LIII. Commandons aux Affranchis de porter un reſpect ſingulier à leurs anciens Maîtres, à leurs Veuves & à leurs Enfans ; enſorte que l’injure qu’ils leur auront faite, ſoit punie plus griévement que ſi elle étoit faite à une autre perſonne, les déclarons toutefois francs & quittes envers eux de toutes autres charges, ſervices & droits utiles que leurs anciens Maîtres voudroient prétendre, tant ſur leurs perſonnes, que ſur leurs biens & ſucceſſions en qualité de Patrons.
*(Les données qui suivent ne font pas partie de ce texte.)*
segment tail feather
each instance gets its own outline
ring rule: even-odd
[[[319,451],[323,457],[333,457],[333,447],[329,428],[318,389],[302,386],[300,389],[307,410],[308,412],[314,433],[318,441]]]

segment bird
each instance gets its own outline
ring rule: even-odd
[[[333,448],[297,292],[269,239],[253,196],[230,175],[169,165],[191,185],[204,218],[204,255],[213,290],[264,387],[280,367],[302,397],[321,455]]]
LIV. Octroyons aux Affranchis les mêmes droits, priviléges & immunités dont jouiſſent les perſonnes nées libres ; Voulons que le mérite d’une liberté acquiſe produiſe en eux les mêmes effets que le bonheur de la liberté naturelle cause à nos autres Sujets, le tout cependant aux exceptions portées par l’article LII. des Préſentes.
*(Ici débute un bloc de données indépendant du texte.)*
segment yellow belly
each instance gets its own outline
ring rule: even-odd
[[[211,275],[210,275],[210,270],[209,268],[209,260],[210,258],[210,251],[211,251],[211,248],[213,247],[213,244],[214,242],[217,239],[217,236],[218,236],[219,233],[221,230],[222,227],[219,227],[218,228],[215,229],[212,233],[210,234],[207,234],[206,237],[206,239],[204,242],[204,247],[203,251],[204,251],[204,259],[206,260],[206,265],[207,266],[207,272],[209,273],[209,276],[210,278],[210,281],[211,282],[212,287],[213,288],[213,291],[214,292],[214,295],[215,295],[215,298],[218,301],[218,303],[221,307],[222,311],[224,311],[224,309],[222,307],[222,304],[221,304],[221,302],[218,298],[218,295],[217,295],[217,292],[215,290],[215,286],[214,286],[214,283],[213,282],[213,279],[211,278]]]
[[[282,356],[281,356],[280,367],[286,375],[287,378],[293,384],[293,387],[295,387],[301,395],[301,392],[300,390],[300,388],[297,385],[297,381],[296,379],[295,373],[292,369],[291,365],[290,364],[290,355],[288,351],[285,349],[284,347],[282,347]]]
LV. Déclarons les confiſcations & les amendes qui n’ont point de deſtination particuliere par ces Préſentes, apartenir à ladite Compagnie des Indes, pour être payées à ceux qui ſont prépoſés à la Recette de ſes droits & revenus ; Voulons néanmoins que diſtraction ſoit faite du tiers deſdites confiſcations & amendes au profit de l’hôpital le plus proche du lieu où elles auront été adjugées.
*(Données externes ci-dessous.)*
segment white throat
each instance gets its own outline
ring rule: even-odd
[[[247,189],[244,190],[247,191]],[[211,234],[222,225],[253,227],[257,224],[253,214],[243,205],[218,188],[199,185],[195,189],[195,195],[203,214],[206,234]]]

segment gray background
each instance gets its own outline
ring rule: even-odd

SI DONNONS EN MANDEMENT à nos amés & féaux les Gens tenant notre Conſeil ſupérieur de la Louiſiane, que ces Préſentes ils ayent à faire lire, publier, & regiſtrer, & le contenu en icelles garder & obſerver ſelon leur forme & teneur, nonobſtant tous Edits, Déclarations, Arrêts, Réglemens & Uſages à ce contraires, auſquels Nous avons dérogé & dérogeons par ces Préſentes. CAR tel eſt notre bon plaiſir. Et afin que ce ſoit choſe ferme & ſtable à toujours, Nous y avons fait mettre notre Scel. Donné à Verſailles au mois de Mars, l’an de grace mil ſept cent vingt-quatre, & de Notre Régne le neuviéme. Signé, LOUIS. Et plus bas : Par le Roi. Signé, PHELYPEAUX. Viſa, FLEURIAU. Vû au Conſeil, DODUN. Et ſcellé du grand Sceau de cire verte, en lacs de ſoie rouge & verte.


  1. Voyez l’art. 44 de l’Édit de 1685 & l’Acte de notoriété du 13 de novembre 1705.
  2. Toutes les Habitations Françaiſes ſont régies par la Coûtume de Paris, en quelque partie du Monde qu’elles ſoient ſituées ; art. 33 & 34 des Édits des mois de May & d’Août 1664 pour l’établiſſement des Compagnies des Indes Orientales & Occidentales, art. 46 de l’Édit de 1685, ci-devant pag. 95 & art. 15 de l’Édit de 1717 pour l’établiſſement de la Compagnie d’Occident.